An Award-Winning Playwright
The adaptation of his play Face to Face, directed by Michael Rymer, won the Panavision Spirit Award for Independent Film at the Santa Barbara International Film Festival. Williamson was the first person outside Britain to receive the George Devine Award (for The Removalists). His many awards include twelve Australian Writers’ Guild AWGIE Awards, five Australian Film Institute Awards for Best Screenplay, and in 1996 the United Nations Association of Australia Media Peace Award. In 2005 he was awarded the Richard Lane Award for services to the Australian Writers’ Guild. David has received four honorary doctorates and been made an Officer of the Order of Australia. Williamson has been named one of Australia’s Living National Treasures.
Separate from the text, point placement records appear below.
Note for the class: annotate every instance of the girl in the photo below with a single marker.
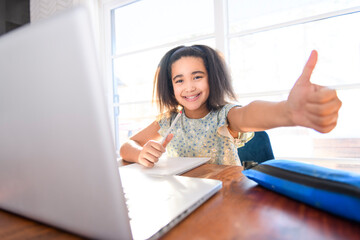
(196, 79)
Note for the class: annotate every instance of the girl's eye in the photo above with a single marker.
(178, 81)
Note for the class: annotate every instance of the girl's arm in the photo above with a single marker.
(145, 146)
(308, 105)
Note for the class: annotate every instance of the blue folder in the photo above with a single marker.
(334, 191)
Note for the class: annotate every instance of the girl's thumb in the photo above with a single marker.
(168, 139)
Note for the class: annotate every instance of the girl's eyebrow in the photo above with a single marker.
(193, 73)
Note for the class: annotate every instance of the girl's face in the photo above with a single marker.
(191, 85)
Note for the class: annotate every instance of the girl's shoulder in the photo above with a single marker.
(224, 110)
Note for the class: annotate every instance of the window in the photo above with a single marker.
(266, 44)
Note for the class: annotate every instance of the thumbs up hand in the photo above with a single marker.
(311, 105)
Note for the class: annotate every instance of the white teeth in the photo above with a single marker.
(192, 97)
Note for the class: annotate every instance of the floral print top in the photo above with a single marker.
(204, 137)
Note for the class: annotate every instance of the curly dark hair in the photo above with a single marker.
(218, 77)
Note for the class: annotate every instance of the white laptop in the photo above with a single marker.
(57, 155)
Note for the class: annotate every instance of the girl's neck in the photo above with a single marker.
(196, 114)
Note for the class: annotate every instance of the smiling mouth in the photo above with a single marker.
(192, 98)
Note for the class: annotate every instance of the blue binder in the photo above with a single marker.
(334, 191)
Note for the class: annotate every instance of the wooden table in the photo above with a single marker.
(240, 210)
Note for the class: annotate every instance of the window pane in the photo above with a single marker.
(281, 54)
(144, 24)
(252, 14)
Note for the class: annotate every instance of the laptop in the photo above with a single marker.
(57, 156)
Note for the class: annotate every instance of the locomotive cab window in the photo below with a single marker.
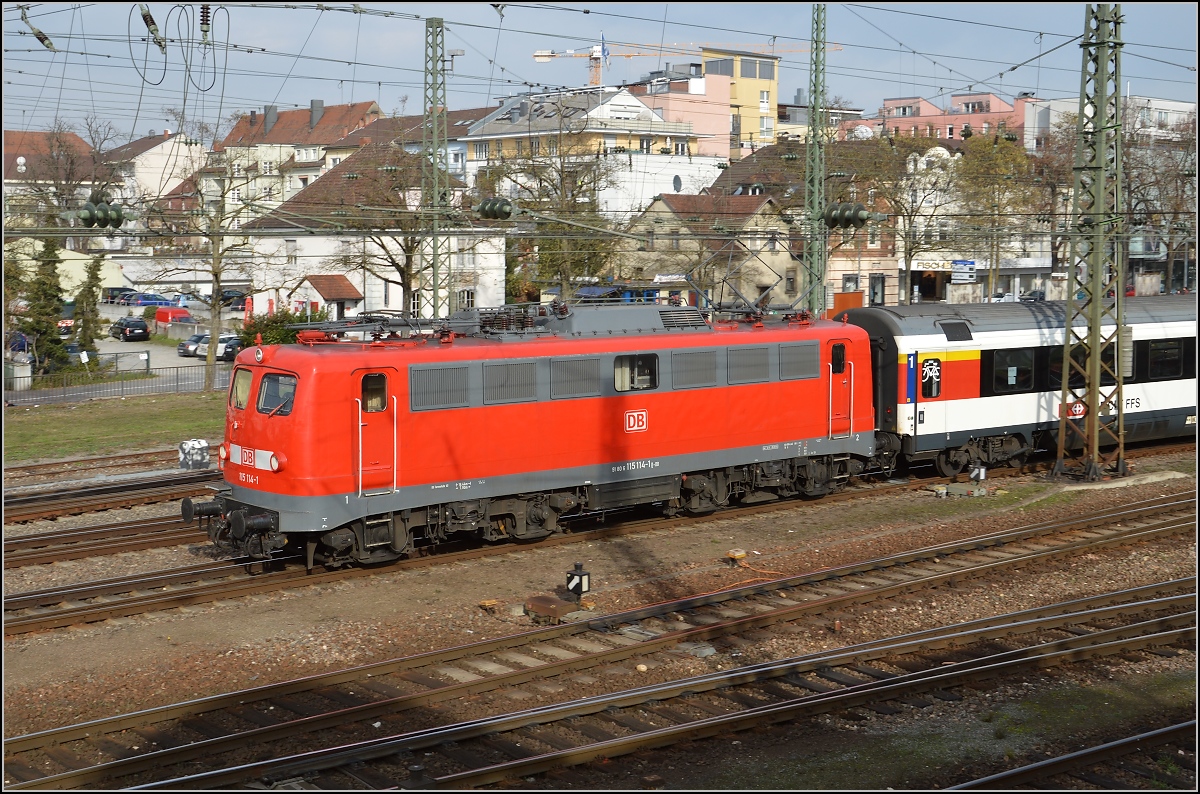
(1013, 371)
(239, 391)
(838, 359)
(636, 373)
(375, 392)
(276, 394)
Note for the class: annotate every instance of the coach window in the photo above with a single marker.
(239, 394)
(1165, 359)
(1013, 371)
(636, 373)
(275, 394)
(375, 392)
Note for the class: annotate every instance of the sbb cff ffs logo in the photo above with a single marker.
(636, 421)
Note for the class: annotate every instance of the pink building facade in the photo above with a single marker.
(984, 114)
(703, 101)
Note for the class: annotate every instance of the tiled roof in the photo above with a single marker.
(135, 148)
(292, 126)
(730, 210)
(408, 128)
(376, 175)
(35, 148)
(334, 288)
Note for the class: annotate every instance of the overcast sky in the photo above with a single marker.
(287, 55)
Turning 78 this February 2020, the Queensland based playwright will see his last two new plays take to the stage produced back to back in Sydney where his career commenced 5 decades ago and his semi-autobiographical satire, Emerald City is presenting remounted in a new production co-presented by the Melbourne Theatre Company (6 March – 18 April, Southbank Theatre, The Sumner) and Queensland Theatre Company (8 – 29 February, QPAC, Playhouse).
Some may say Williamson has had a dream run with popular theatre and critics over the years have argued the quality of his work. Regardless of opinion, box office success is unabated, and audiences have fully supported his work drawn from personal experiences that captures the human element. Schools and universities have studied from his text and learnt from his naturalist style of storytelling. Most of all David Williamson has shown us all the pathway to achieving commercial success.
It’s hard to imagine Williamson stepping away from the theatre and as Williamson retires the door opens for emerging playwrights to forge ahead with their stories. Barely a year has gone by without a Williamson premier to provoke our thoughts. May the next generation of playwrights be as powerful, funny and poignant.